Ophélie Fajfer avait 19 ans en 2015 lorsqu’elle avait rencontré Patrick Bruel sur le tournage d’un clip des Enfoirés. Compositrice, elle s’était ensuite rendue dans sa résidence de L’Isle-sur-la-Sorgue, en Provence, espérant obtenir des conseils professionnels. Sa plainte pour viol et agression sexuelle, déposée en 2021, avait été classée sans suite l’année suivante. Le parquet de Nanterre a rouvert ce dossier à la suite des révélations de Mediapart.
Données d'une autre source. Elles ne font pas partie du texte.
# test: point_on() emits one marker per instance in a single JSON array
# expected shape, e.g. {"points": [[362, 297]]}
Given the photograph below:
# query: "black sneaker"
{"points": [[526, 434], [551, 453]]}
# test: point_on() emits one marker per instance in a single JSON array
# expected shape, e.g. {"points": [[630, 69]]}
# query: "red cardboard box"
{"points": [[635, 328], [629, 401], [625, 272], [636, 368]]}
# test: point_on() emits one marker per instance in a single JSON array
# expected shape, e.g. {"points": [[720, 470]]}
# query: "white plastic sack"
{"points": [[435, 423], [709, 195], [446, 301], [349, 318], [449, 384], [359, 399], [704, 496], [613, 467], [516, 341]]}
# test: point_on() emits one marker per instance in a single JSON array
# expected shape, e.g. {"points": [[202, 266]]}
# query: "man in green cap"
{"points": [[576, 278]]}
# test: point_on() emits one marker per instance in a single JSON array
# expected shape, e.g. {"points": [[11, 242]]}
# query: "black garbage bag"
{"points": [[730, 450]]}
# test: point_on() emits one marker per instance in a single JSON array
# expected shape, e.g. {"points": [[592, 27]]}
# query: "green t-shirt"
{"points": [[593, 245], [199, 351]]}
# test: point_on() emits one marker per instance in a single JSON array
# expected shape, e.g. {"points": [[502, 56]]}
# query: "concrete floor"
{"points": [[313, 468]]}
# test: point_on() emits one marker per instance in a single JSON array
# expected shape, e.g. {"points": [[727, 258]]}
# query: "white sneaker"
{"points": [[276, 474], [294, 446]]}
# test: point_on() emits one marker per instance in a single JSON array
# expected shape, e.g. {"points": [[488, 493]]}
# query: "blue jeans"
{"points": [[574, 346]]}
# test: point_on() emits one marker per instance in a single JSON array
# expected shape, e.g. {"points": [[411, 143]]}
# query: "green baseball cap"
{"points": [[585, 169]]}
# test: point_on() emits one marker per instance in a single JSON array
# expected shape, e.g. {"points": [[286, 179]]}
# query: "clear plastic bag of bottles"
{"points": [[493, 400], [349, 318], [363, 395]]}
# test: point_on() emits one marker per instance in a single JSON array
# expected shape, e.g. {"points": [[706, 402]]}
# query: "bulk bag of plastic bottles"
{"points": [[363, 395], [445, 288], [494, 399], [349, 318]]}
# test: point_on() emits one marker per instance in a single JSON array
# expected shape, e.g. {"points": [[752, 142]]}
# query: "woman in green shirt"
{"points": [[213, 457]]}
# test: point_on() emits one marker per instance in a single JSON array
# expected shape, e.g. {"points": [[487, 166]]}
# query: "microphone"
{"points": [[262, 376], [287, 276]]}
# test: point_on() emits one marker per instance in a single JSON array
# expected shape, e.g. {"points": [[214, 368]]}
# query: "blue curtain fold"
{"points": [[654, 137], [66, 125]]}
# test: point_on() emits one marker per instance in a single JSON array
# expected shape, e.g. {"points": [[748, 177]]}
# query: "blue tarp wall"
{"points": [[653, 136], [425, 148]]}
En Belgique, Karine Viseur, attachée de presse, accuse le chanteur d’agression sexuelle dans les locaux de la RTBF en 2010. Elle dépose plainte le 24 mars 2026, après avoir retiré une précédente plainte. Une autre attachée de presse belge, Marie, dénonce une tentative d’agression sexuelle en 2004. Une journaliste québécoise a effectué un signalement auprès de la police en 2017 pour des faits d’agression sexuelle.
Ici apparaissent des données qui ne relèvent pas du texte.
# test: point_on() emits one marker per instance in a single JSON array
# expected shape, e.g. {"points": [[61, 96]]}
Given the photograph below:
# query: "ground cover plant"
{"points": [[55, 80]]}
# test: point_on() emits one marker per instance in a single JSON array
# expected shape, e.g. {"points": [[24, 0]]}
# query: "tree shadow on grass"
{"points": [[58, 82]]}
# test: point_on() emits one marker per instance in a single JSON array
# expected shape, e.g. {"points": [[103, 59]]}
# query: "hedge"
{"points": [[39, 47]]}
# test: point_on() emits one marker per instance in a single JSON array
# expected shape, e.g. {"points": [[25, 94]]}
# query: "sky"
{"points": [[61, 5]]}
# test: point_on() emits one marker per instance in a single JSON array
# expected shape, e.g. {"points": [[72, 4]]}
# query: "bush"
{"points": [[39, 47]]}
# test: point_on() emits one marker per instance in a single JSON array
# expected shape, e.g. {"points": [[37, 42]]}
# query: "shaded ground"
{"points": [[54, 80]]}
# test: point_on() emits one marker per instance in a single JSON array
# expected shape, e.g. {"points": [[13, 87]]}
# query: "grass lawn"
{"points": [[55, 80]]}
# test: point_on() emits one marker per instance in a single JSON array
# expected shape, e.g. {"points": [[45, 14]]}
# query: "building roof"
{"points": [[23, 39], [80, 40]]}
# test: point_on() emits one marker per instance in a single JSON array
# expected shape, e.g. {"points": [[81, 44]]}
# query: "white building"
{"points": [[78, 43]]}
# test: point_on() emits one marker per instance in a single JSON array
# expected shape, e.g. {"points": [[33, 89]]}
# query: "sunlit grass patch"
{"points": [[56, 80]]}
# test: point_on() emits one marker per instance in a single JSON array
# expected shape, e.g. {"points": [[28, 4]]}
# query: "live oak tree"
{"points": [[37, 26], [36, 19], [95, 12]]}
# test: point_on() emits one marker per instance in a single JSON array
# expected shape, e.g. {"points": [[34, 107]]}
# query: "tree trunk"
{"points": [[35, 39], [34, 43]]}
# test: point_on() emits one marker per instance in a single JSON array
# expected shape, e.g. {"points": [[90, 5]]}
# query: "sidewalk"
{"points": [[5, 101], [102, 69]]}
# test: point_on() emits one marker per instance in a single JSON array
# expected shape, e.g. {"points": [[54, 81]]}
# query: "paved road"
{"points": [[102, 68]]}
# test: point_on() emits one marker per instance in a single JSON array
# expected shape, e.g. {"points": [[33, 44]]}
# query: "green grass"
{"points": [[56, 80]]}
Le 12 mai 2026, deux femmes dont les plaintes avaient été classées sans suite en 2020 déposent à nouveau plainte au tribunal de Nanterre avec constitution de partie civile : Julia, masseuse à Perpignan en 2019, et Anne, chanteuse, pour des faits remontant à 2010.
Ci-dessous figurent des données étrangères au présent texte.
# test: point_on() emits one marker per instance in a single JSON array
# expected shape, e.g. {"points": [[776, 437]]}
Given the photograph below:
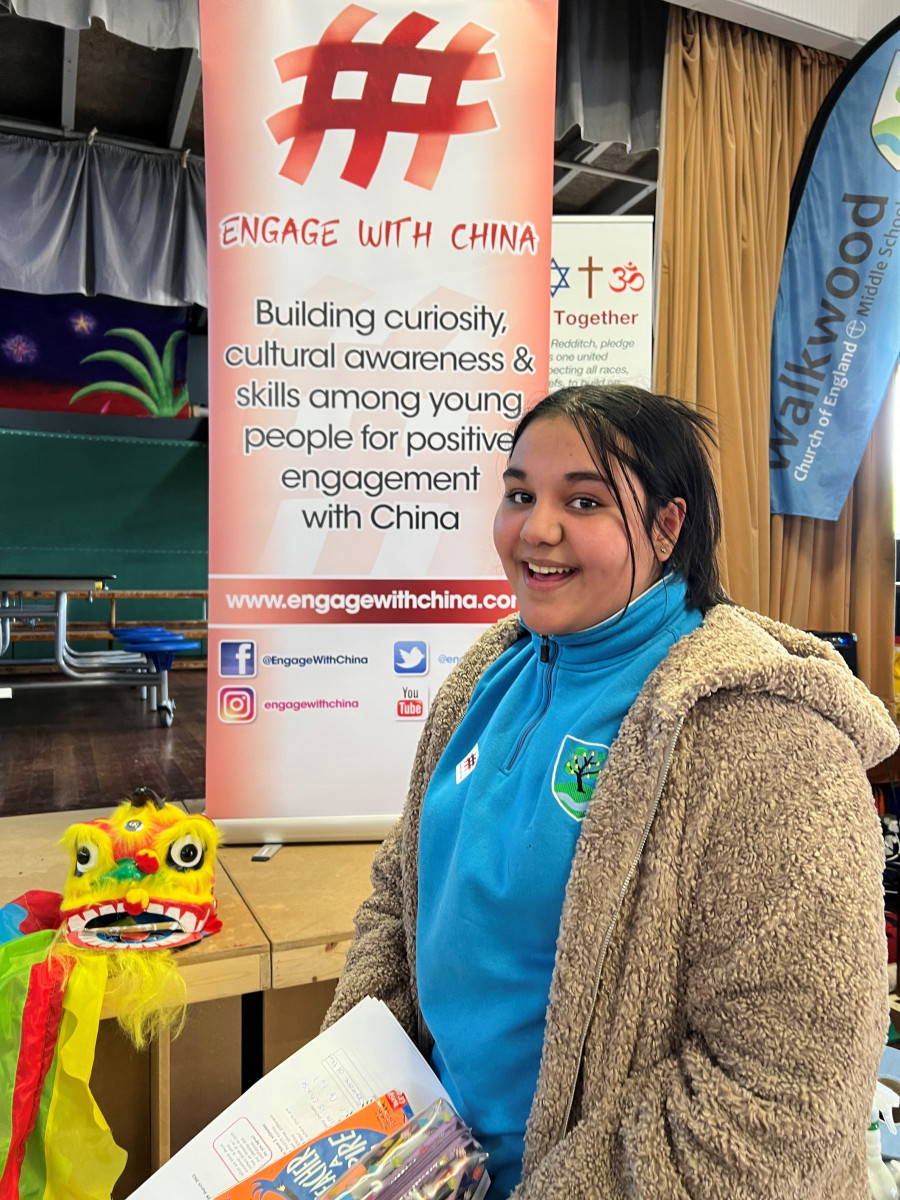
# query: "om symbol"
{"points": [[628, 276]]}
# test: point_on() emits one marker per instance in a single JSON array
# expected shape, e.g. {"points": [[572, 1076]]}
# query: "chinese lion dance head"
{"points": [[141, 880]]}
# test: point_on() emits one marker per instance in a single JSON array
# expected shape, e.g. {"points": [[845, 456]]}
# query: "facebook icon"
{"points": [[238, 659]]}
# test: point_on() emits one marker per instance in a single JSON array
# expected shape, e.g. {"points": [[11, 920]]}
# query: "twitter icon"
{"points": [[411, 658]]}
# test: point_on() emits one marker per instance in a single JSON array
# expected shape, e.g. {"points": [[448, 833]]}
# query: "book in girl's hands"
{"points": [[357, 1060], [432, 1157], [310, 1169]]}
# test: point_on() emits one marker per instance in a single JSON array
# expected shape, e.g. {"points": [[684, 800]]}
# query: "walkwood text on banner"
{"points": [[837, 333]]}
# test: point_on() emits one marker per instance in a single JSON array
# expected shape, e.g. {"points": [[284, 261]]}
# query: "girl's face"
{"points": [[562, 539]]}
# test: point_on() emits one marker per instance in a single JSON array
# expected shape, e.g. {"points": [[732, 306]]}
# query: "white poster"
{"points": [[601, 301]]}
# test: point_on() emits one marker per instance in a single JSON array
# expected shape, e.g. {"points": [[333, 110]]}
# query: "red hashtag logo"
{"points": [[376, 114]]}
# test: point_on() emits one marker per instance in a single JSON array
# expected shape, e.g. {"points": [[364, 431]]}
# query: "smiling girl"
{"points": [[633, 909]]}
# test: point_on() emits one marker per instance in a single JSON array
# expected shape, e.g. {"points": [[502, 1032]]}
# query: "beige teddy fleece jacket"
{"points": [[719, 999]]}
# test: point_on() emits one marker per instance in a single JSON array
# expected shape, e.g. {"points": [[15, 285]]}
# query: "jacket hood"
{"points": [[742, 651]]}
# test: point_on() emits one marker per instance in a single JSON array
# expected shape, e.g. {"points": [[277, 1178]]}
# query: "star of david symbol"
{"points": [[563, 277]]}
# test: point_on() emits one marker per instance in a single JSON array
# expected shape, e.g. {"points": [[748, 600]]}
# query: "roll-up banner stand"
{"points": [[378, 221], [601, 301]]}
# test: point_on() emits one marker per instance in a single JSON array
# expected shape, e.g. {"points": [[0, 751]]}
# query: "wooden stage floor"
{"points": [[84, 748]]}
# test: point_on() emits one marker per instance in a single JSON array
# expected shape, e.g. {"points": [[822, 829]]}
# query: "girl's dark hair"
{"points": [[663, 443]]}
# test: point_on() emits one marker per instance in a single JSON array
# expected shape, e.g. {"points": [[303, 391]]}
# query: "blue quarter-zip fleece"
{"points": [[499, 825]]}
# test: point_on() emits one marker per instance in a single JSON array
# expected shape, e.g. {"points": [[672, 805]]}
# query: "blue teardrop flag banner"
{"points": [[837, 328]]}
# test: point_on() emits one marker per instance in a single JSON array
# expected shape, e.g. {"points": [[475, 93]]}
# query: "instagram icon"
{"points": [[237, 705]]}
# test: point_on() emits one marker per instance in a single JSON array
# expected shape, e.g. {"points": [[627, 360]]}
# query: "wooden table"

Des précédents classés, une justice rattrapée

En décembre 2020, le parquet de Nanterre avait classé sans suite plusieurs procédures pour infractions insuffisamment caractérisées. Faute de preuves matérielles suffisantes, la justice avait estimé ne pas pouvoir engager de poursuites.

La mise en examen et le contrôle judiciaire

Après quarante-huit heures de garde à vue, Patrick Bruel est mis en examen le 10 juin 2026 pour viol, tentative de viol, agression sexuelle et harcèlement sexuel portant sur quatre femmes. Il est placé sous contrôle judiciaire, la détention provisoire requise par le parquet lui étant refusée. Le chanteur devra verser 500 000 euros de caution, suivre des soins psychologiques et ne plus quitter le territoire français. Patrick Bruel conteste l’ensemble des faits qui lui sont reprochés. Par la voix de son avocat, il a affirmé n’avoir jamais cherché à contraindre quiconque à un acte sexuel et n’avoir jamais outrepassé un refus.

Une carrière suspendue

Le 29 mai, le chanteur avait renoncé à sa tournée anniversaire Alors regarde 35, sous la pression du collectif Salon Féministe. La directrice artistique des Enfoirés avait par ailleurs annoncé qu’il ne participerait pas aux prochains spectacles au bénéfice des Restos du cœur. Marine Turchi estime que l’affaire ne fait que débuter. Patrick Bruel est présumé innocent. La procédure judiciaire est en cours.